DETAILED DESCRIPTION OF THE INVENTION

(8) As shown in FIGS. 1 and 2, according to a target training apparatus of the present invention, the target training apparatus comprises three rebounding portions 1. Each one of the rebounding portions 1 includes a bracket 11, and the bracket 11 utilizes two lateral shafts 111 and a bottom shaft 112 connected to each other in order to formed into a U-shape structure. In addition, as shown in FIG. 4, a plurality of springs 12 are used to hook a net 13 in order to allow the net 13 to form into a stretched shape; wherein the two lateral shafts 111 are formed of curved shapes and are not in the same plane with the bottom shaft 112, such that the net 13 is stretched in a curved surface.

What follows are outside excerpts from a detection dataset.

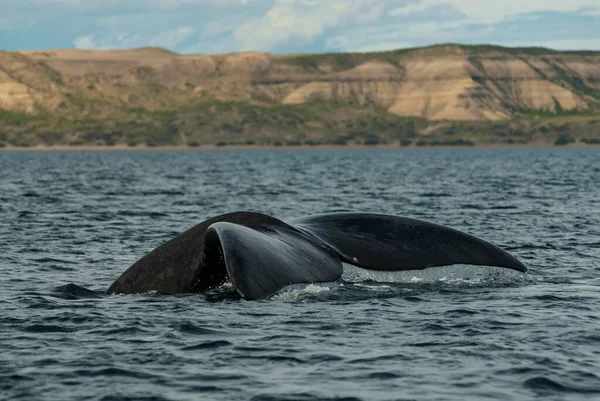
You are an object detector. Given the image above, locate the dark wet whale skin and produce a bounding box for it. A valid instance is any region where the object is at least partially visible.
[107,212,527,299]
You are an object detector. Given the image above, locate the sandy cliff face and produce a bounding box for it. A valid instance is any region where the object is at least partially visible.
[0,46,600,120]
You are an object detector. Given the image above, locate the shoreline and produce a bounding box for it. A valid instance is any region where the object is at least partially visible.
[0,142,600,152]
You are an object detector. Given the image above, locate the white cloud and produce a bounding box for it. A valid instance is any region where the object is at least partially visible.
[233,0,383,50]
[389,0,600,23]
[148,26,194,49]
[73,35,98,50]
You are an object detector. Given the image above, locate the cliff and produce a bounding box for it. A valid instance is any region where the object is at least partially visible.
[0,45,600,144]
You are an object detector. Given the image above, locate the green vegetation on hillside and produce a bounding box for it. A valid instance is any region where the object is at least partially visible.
[0,43,600,147]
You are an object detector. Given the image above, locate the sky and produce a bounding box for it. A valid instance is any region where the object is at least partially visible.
[0,0,600,54]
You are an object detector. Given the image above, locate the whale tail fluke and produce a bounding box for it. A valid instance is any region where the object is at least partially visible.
[291,213,527,272]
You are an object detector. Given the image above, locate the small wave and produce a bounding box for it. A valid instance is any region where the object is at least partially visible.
[523,376,600,394]
[271,283,337,301]
[182,340,233,351]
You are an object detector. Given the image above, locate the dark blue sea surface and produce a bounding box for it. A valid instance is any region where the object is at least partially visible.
[0,149,600,401]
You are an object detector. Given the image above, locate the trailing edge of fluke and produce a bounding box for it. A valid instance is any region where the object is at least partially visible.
[107,212,527,299]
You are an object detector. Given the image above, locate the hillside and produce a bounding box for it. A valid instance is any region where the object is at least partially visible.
[0,44,600,146]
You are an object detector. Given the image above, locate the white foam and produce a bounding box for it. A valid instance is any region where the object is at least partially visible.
[271,283,339,301]
[342,263,527,285]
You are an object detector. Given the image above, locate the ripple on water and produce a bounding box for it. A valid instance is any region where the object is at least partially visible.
[0,149,600,401]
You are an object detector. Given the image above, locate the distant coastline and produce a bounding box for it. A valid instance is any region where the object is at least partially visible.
[0,141,600,152]
[0,44,600,149]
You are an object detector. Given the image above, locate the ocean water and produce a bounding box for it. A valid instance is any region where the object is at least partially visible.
[0,149,600,401]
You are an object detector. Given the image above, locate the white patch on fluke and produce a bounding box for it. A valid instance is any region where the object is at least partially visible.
[342,263,527,284]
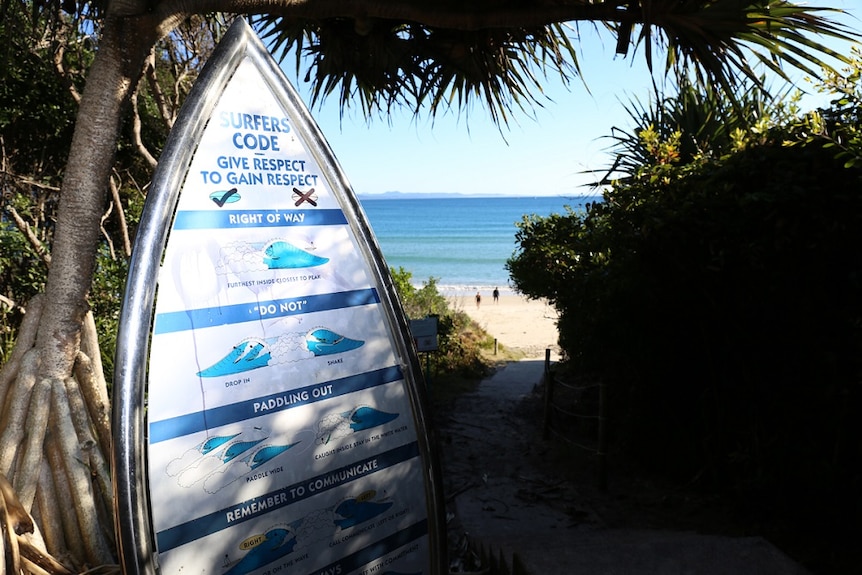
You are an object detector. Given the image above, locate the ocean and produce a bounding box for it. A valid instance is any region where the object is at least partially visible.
[360,196,601,295]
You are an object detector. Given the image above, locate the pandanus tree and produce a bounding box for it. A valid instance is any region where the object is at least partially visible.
[0,0,851,573]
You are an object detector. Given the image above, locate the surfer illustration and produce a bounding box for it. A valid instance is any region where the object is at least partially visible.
[197,327,365,377]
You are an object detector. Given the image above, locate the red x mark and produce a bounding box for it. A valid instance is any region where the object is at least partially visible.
[293,188,317,208]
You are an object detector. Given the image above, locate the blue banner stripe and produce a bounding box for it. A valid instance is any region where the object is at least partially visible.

(9) The aforementioned three rebounding portions 1 are connected onto an axle shaft 2 respectively in order to allow the three nets 13 to be extended outward from the axle shaft 2. Each rebounding portion 1 can be rotated relative to the axle shaft 2 in order to allow adjust the relative position among each one of the rebounding portions 1, i.e. the angle among the rebounding portions 1, and can be further secured onto the axle shaft 2 after the position adjustment thereof. In this embodiment, the axle shaft 2 comprises a shaft member 21 and two assembly disks 22 arranged at two ends of the shaft member 21. As shown in FIGS. 2 and 3, the assembly disk 22 comprises two disk members 23 arranged parallel and spaced apart from each other. The two disk members 23 are correspondingly defined of a central location 231, three pivotal attachment holes 232 and eighteen positioning holes 233 respectively; wherein the three pivotal attachment holes 232 are circumferentially arranged at a surrounding of the central location 231. In addition, the three pivotal attachment holes 232 and the eighteen positioning holes 233 are divided into three hole groups 234. In other words, each set of the hole groups 234 includes a pivotal attachment hole 232 and six positioning holes 233. The six positioning holes 233 are respectively positioned at an equal distance away from the pivotal attachment hole 232.

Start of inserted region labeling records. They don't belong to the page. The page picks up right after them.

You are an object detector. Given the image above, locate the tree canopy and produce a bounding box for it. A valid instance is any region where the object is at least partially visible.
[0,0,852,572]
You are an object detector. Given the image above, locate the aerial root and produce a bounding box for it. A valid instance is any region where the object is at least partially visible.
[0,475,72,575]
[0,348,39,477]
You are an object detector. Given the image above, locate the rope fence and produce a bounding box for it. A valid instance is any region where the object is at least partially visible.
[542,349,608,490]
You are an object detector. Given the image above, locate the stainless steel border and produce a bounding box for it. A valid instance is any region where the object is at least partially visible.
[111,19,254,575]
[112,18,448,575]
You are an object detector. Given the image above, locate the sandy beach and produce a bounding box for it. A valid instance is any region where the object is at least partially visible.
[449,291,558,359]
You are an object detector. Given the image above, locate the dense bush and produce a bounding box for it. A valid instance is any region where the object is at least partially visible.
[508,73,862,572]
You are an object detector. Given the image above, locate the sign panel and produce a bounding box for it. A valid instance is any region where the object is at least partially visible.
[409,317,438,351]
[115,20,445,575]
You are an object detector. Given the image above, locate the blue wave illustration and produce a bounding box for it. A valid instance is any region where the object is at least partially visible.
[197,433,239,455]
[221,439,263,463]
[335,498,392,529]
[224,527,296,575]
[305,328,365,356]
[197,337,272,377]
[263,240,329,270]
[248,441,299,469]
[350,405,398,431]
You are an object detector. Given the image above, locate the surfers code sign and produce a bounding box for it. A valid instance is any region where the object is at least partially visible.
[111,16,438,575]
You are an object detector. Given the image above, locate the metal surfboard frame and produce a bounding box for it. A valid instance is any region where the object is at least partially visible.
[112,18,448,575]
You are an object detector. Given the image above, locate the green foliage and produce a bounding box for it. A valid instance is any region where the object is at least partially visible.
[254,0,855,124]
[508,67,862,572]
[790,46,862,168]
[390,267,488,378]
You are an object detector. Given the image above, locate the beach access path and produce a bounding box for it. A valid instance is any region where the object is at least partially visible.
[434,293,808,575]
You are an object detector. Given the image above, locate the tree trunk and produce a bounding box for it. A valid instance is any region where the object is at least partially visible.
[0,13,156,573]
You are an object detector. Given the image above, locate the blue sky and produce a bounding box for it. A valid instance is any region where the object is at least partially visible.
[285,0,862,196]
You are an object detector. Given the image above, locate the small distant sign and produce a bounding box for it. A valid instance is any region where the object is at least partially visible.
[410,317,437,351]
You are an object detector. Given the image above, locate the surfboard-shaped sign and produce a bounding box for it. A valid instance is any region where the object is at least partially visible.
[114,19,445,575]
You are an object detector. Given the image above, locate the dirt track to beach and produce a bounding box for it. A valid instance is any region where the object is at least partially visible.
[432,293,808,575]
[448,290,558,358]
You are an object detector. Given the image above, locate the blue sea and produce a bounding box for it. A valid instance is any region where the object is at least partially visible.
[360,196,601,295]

(10) The aforementioned assembly disk 22 is connected to the shaft member 21 with the central location 231, and each one of the hole groups 234 is provided to connect to the rebounding portion; wherein the rebounding portion 1 is inserted between the two disk members 23 with its lateral shaft 111, and the lateral shaft 111 is pivotally attached onto the pivotal attachment hole 232 with a pivotal axle 14 in order to allow the rebounding portion to be rotated with the pivotal axle 14 as the center thereof. The lateral shaft 111 further includes an insertion hole 113; wherein a distance from the insertion hole 113 to the pivotal axle 14 is equivalent to a distance from the positioning hole 233 to the pivotal attachment hole 232. Accordingly, the rebounding portion can be configured at a desired position in order to allow the lateral shaft 111 to be pivotally rotated to the corresponding positioning hole 233. At this time, the insertion hole 113 overlaps with the positioning hole 233 such that an insertion pin 15 can be used to insert into the insertion hole 113 and the positioning hole 233 in order to secure the rebounding portion on the assembly disk 22.

(11) As shown in FIG. 5, in the present invention, two rebounding portions 1 can be used as a stand for supporting on the ground, and all of the three rebounding portions 1 can be used as the ball striking targets for athletes. In addition, the nets 13 can be utilized to bounce the ball 3 back. In addition, since the three rebounding portions face different directions, and the nets 13 are stretched in curved surfaces, the rebounding directions of the ball can be of greater diversity. As the rebounding directions are relatively hard to be predicted, the effect of athlete training can be achieved. In addition, the present invention further allows the adjustment of the relative positions of the three rebounding portions 1, i.e. the angles among the three rebounding portions 1. For example, as shown in FIG. 6, the two rebounding portions 1 used as the supporting stands can be opened at a relatively larger angle in order to lower the overall height of the apparatus. Moreover, the orientation of each rebounding portion 1 can be changed at the same time in order to change the rebounding direction to meet the demands for training.